Cette soirée à été à l’inverse totale du début du trek, elle nous a apporté tout ce que nous désirions : du contact avec la population locale, des échanges, des rires, et surtout de l’authenticité. Les Birmans étaient heureux de nous faire découvrir cette partie de leur culture, et nous invitaient avec joie à participer à la procession des bougies et aux danses traditionnelles.

Wim nous explique qu’à 22h, les hommes commenceront à cuisiner sur place et ce durant toute la nuit pour nourrir tous ceux qui viendrait le lendemain, lors du festival à proprement dit (environ 1000 personnes).

 

En revenant, on lui demande si on peut rester le lendemain au festival et retourner à Kalaw sans visiter d’autres villages. Ce n’est pas un problème de son côté car si nous prenons la route direct, nous sommes à seulement 3h de marche de Kalaw.

Malheureusement pour Clément, une intoxication alimentaire le force à écourter le trek : il doit rentrer en moto-taxi. Tracy quant à elle, reste quelques heures de plus. Durant le festival, les birmans sont plus accueillant que jamais : il est impératif de s’asseoir avec tout le monde pour prendre le thé et de goûter à tous les plats (au moins 6 fois). Au passage, on passe chez le forgeron puis chez le maître tatoueur (techniques très traditionnelles)/médecin du village. Une expérience qui nous a fait chaud au cœur et que l’on oubliera pas de si-tôt.

 

Lac Inlé

Situé à côte de la petite ville de Nyaung Shwe, le lac Inlé est un point de visite majeur pour tout premier visiteur au Myanmar. Un tour en bateau est donc de rigueur afin de pouvoir passer dans les villages flottants et admirer les pêcheurs locaux qui ont développé une technique très particulière. C’est quelque chose que les opérateurs de bateau ont bien compris, puisque la visite du lac en barque motorisée a tout d’une machine bien huilée.
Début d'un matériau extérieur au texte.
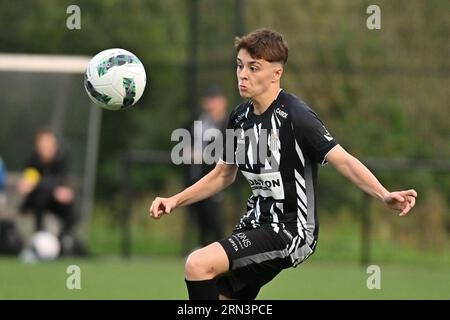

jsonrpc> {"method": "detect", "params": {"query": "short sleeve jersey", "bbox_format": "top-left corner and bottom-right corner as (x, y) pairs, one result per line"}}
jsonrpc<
(221, 90), (337, 266)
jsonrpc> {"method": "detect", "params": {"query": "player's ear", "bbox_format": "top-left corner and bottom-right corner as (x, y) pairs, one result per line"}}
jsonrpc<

Chaque opérateur a un partenariat avec certains commerçants du lac, de sorte que les touristes ne se croisent pas vraiment mais que tous passent par au moins un orfèvre, un atelier de tissage, un fabricant de cigare, etc etc. A chaque fois, on voit les gens travailler d’arrache-pied pendant 10 minutes avant d’être orientés vers la partie magasin où tout est à un prix exorbitant. Cela nous a un peu donné l’impression de visiter un zoo humain, notamment l’atelier de tissage où des femmes Karen au long cou travaillaient (elles ne sont absolument pas originaires du lac Inlé, et ont visiblement été posées là pour que les touristes les prennent en photo). Mis à part ce côté « visites forcées », le lac est vraiment beau et les villages flottants très intéressants à voir.

 

Pour finir le tour en beauté, le chauffeur de notre bateau s’arrête à proximité d’un figurant habillé en costume de pêcheur traditionnel qui pose juste en face du coucher du soleil, histoire qu’on ait tous la photo parfaite. Beaucoup de gens trouvent ça dommage et y voient un manque d’authenticité (ce qui n’est pas faux), mais il faut aussi le voir comme un service rendu en l’échange de quelques Kyats et qui permet de rentrer à la maison avec une très jolie photo. Au final, une journée sympa, mais un endroit qui a déjà perdu une partie de son âme grâce à l’afflux constant de touristes.

4 reflexions sur “Myanmar (1/2)

    1. clementandtracy Auteur de l'article

      Merci! On a passé tellement de temps à l’écrire que cela nous fait très plaisir d’avoir de bons retours 🙂

  1. Hugues

    D’accord avec Mariette, beau récit qui donne « envie ». Bonne continuation en faisant attention en mangeant local.

  2. Charbonnier Guy et Jacqueline

    Nous avons apprécié vos commentaires et surtout vos photos. Nous partons demain pour 28 jours en Birmanie.